This guide explains the mechanics of using subgraphs. A common application of subgraphs is to build multi-agent systems. When adding subgraphs, you need to define how the parent graph and the subgraph communicate:

Setup

pip install -U langgraph
Set up LangSmith for LangGraph development Sign up for LangSmith to quickly spot issues and improve the performance of your LangGraph projects. LangSmith lets you use trace data to debug, test, and monitor your LLM apps built with LangGraph — read more about how to get started here.

Shared state schemas

A common case is for the parent graph and subgraph to communicate over a shared state key (channel) in the schema. For example, in multi-agent systems, the agents often communicate over a shared messages key. If your subgraph shares state keys with the parent graph, you can follow these steps to add it to your graph:
  1. Define the subgraph workflow (subgraph_builder in the example below) and compile it
  2. Pass compiled subgraph to the .add_node method when defining the parent graph workflow
from typing_extensions import TypedDict
from langgraph.graph.state import StateGraph, START

class State(TypedDict):
    foo: str

# Subgraph

def subgraph_node_1(state: State):
    return {"foo": "hi! " + state["foo"]}

subgraph_builder = StateGraph(State)
subgraph_builder.add_node(subgraph_node_1)
subgraph_builder.add_edge(START, "subgraph_node_1")
subgraph = subgraph_builder.compile()

# Parent graph

builder = StateGraph(State)
builder.add_node("node_1", subgraph)
builder.add_edge(START, "node_1")
graph = builder.compile()

Different state schemas

For more complex systems you might want to define subgraphs that have a completely different schema from the parent graph (no shared keys). For example, you might want to keep a private message history for each of the agents in a multi-agent system. If that’s the case for your application, you need to define a node function that invokes the subgraph. This function needs to transform the input (parent) state to the subgraph state before invoking the subgraph, and transform the results back to the parent state before returning the state update from the node.
from typing_extensions import TypedDict
from langgraph.graph.state import StateGraph, START

class SubgraphState(TypedDict):
    bar: str

# Subgraph

def subgraph_node_1(state: SubgraphState):
    return {"bar": "hi! " + state["bar"]}

subgraph_builder = StateGraph(SubgraphState)
subgraph_builder.add_node(subgraph_node_1)
subgraph_builder.add_edge(START, "subgraph_node_1")
subgraph = subgraph_builder.compile()

# Parent graph

class State(TypedDict):
    foo: str

def call_subgraph(state: State):
    subgraph_output = subgraph.invoke({"bar": state["foo"]})  # (1)!
    return {"foo": subgraph_output["bar"]}  # (2)!

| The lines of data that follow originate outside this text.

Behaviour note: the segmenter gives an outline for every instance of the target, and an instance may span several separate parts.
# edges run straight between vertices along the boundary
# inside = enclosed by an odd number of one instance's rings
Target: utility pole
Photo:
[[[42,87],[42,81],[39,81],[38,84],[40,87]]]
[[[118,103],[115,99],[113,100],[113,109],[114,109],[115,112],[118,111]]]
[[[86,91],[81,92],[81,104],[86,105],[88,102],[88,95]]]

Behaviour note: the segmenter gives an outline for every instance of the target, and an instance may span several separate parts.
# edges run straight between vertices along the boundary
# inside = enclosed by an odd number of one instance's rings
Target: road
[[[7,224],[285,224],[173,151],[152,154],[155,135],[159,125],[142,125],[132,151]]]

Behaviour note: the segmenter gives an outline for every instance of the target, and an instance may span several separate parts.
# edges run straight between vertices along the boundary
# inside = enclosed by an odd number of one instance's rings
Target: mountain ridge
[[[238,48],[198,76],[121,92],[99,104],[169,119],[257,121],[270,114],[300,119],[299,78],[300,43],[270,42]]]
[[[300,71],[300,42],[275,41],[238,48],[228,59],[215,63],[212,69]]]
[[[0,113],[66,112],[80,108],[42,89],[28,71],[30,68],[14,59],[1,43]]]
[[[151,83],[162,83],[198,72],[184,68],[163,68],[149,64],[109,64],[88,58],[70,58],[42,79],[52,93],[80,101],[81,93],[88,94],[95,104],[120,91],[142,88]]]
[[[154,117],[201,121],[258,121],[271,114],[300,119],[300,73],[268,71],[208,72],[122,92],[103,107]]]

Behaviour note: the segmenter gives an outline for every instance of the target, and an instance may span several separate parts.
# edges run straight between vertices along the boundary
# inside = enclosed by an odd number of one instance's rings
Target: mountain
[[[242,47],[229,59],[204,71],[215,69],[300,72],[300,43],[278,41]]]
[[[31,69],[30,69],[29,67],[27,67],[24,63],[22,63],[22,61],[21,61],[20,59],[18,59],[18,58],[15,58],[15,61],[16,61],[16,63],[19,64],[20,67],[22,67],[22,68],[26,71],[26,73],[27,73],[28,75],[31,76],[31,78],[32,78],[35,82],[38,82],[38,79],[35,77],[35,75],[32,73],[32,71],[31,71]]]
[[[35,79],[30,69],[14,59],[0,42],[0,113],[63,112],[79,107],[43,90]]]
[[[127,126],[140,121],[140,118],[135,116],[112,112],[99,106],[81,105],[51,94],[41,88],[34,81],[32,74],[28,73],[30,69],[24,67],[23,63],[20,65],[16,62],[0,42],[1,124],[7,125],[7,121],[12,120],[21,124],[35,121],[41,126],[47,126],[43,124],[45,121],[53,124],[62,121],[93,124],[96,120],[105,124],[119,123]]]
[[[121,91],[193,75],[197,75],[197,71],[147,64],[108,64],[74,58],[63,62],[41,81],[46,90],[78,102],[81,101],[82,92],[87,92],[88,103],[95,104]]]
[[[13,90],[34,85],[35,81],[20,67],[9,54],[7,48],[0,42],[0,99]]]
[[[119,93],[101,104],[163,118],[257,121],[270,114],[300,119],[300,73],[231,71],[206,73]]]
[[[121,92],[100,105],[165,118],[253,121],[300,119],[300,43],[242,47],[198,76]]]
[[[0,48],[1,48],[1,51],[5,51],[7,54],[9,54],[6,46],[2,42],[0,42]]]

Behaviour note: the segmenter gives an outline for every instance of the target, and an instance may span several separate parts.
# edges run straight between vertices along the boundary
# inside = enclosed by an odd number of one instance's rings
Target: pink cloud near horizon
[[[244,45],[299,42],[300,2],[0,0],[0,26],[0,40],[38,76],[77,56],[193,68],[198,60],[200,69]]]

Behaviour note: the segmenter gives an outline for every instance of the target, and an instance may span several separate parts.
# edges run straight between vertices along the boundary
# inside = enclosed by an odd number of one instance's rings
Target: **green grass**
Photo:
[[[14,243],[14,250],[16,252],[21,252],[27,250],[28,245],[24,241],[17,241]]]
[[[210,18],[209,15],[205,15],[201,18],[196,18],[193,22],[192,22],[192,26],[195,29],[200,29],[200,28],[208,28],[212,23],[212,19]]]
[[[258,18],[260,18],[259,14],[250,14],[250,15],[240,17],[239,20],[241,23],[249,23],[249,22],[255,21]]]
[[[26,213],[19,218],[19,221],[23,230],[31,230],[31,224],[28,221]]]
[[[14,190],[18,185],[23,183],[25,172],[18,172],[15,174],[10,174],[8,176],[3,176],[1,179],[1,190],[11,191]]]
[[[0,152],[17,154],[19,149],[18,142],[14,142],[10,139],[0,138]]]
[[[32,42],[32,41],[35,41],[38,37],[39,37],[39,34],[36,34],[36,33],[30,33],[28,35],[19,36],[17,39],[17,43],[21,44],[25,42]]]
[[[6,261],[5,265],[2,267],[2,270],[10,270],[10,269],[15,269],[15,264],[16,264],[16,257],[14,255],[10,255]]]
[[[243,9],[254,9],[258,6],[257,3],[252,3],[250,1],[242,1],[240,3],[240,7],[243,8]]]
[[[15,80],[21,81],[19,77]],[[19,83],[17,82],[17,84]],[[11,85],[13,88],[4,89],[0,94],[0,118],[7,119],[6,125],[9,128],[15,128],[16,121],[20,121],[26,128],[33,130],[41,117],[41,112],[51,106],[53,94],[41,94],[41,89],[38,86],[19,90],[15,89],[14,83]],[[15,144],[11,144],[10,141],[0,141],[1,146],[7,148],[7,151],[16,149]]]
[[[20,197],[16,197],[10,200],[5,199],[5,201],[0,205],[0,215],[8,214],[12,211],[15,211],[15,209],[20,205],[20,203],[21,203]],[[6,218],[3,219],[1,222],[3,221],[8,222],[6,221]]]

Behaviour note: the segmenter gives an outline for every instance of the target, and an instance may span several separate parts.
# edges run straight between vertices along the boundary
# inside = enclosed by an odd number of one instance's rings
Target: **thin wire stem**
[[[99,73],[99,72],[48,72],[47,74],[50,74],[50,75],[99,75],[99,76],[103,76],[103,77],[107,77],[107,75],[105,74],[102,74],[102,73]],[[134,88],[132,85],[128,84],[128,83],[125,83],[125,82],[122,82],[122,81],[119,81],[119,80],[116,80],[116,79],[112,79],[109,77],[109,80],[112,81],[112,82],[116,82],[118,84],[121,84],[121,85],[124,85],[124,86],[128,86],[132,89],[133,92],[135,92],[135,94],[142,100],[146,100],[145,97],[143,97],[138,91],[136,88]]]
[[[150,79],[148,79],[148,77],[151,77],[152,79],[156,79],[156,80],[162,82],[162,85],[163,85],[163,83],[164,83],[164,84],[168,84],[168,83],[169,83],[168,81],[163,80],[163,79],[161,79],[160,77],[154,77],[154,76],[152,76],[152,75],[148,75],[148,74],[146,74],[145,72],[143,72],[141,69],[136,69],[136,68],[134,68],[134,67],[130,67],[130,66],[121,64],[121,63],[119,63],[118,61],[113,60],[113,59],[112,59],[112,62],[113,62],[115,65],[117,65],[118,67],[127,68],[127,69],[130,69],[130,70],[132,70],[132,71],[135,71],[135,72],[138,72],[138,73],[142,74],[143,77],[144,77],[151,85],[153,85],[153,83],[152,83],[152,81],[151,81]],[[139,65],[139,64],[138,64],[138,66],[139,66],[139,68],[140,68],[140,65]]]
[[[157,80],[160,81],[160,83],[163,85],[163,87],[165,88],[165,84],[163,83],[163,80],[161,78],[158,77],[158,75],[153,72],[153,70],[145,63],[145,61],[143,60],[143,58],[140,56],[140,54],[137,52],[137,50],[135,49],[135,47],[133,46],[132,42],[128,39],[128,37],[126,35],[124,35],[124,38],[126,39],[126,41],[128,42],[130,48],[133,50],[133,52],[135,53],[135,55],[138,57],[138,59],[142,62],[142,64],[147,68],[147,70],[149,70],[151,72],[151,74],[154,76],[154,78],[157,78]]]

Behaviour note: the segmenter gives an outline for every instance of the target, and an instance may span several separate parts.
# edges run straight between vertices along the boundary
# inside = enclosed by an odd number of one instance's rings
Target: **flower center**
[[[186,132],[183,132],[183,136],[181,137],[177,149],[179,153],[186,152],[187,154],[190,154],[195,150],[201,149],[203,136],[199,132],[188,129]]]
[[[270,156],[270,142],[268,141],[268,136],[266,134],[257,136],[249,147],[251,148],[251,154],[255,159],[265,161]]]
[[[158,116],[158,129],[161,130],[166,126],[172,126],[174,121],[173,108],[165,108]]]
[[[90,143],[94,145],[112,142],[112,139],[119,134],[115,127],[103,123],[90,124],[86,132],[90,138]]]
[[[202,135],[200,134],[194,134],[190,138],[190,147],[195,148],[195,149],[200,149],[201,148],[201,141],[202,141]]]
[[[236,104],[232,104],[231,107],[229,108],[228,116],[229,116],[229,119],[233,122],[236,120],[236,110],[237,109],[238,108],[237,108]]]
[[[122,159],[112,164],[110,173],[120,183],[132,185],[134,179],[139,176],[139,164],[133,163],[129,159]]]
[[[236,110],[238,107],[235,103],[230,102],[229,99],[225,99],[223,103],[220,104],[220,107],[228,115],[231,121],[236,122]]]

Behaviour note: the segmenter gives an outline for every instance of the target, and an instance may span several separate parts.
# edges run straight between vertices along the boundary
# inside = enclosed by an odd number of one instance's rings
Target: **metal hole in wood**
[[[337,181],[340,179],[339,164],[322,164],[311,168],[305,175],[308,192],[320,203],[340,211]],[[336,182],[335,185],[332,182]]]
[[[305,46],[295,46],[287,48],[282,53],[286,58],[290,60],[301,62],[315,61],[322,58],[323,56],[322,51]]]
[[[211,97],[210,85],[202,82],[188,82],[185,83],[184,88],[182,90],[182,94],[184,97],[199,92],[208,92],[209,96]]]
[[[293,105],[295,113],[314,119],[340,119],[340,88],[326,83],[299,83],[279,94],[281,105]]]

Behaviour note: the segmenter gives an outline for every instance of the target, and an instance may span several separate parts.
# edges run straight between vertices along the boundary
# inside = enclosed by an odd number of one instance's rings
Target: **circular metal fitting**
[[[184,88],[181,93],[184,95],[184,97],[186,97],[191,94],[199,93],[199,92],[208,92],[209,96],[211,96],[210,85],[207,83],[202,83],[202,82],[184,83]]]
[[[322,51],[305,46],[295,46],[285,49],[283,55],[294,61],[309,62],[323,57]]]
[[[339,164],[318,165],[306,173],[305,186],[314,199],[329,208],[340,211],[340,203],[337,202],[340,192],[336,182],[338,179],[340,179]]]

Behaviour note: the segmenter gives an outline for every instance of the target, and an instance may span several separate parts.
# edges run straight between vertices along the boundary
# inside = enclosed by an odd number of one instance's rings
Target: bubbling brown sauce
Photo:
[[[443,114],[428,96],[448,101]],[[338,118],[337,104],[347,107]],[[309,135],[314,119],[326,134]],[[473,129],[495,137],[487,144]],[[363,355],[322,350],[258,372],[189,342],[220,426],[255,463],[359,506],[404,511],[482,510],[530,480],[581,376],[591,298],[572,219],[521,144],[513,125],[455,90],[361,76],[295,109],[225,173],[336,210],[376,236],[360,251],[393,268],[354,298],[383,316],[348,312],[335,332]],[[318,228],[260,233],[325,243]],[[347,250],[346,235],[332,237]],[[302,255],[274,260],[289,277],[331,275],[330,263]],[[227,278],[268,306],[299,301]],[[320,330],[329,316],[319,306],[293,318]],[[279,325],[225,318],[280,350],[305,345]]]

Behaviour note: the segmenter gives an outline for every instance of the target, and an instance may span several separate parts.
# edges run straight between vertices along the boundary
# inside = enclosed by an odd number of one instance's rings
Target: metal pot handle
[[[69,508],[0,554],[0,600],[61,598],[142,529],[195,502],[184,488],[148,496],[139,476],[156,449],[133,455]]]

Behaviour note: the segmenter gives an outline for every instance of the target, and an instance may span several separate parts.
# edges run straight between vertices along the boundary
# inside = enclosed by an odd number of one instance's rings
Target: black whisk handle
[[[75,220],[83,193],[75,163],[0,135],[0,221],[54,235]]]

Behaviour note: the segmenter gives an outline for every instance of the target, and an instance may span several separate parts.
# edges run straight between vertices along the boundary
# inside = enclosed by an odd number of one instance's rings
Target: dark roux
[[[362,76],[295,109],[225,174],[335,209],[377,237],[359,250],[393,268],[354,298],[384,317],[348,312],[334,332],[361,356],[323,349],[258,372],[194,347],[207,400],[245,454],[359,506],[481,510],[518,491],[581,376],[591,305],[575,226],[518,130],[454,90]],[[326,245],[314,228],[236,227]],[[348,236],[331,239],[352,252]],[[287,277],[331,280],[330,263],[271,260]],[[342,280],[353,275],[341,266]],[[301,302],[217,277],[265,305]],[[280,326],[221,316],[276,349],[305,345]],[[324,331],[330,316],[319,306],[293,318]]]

builder = StateGraph(State)
builder.add_node("node_1", call_subgraph)
builder.add_edge(START, "node_1")
graph = builder.compile()
  1. Transform the state to the subgraph state
  2. Transform response back to the parent state

Add persistence

You only need to provide the checkpointer when compiling the parent graph. LangGraph will automatically propagate the checkpointer to the child subgraphs.
from langgraph.graph import START, StateGraph
from langgraph.checkpoint.memory import MemorySaver
from typing_extensions import TypedDict

class State(TypedDict):
    foo: str

# Subgraph

def subgraph_node_1(state: State):
    return {"foo": state["foo"] + "bar"}

subgraph_builder = StateGraph(State)
subgraph_builder.add_node(subgraph_node_1)
subgraph_builder.add_edge(START, "subgraph_node_1")
subgraph = subgraph_builder.compile()

# Parent graph

builder = StateGraph(State)
builder.add_node("node_1", subgraph)
builder.add_edge(START, "node_1")

checkpointer = MemorySaver()
graph = builder.compile(checkpointer=checkpointer)
If you want the subgraph to have its own memory, you can compile it with the appropriate checkpointer option. This is useful in multi-agent systems, if you want agents to keep track of their internal message histories:
subgraph_builder = StateGraph(...)
subgraph = subgraph_builder.compile(checkpointer=True)

View subgraph state

When you enable persistence, you can inspect the graph state (checkpoint) via the appropriate method. To view the subgraph state, you can use the subgraphs option. You can inspect the graph state via graph.get_state(config). To view the subgraph state, you can use graph.get_state(config, subgraphs=True).
Available only when interrupted Subgraph state can only be viewed when the subgraph is interrupted. Once you resume the graph, you won’t be able to access the subgraph state.

Stream subgraph outputs

To include outputs from subgraphs in the streamed outputs, you can set the subgraphs option in the stream method of the parent graph. This will stream outputs from both the parent graph and any subgraphs.
for chunk in graph.stream(
    {"foo": "foo"},
    subgraphs=True, # (1)!
    stream_mode="updates",
):
    print(chunk)
  1. Set subgraphs=True to stream outputs from subgraphs.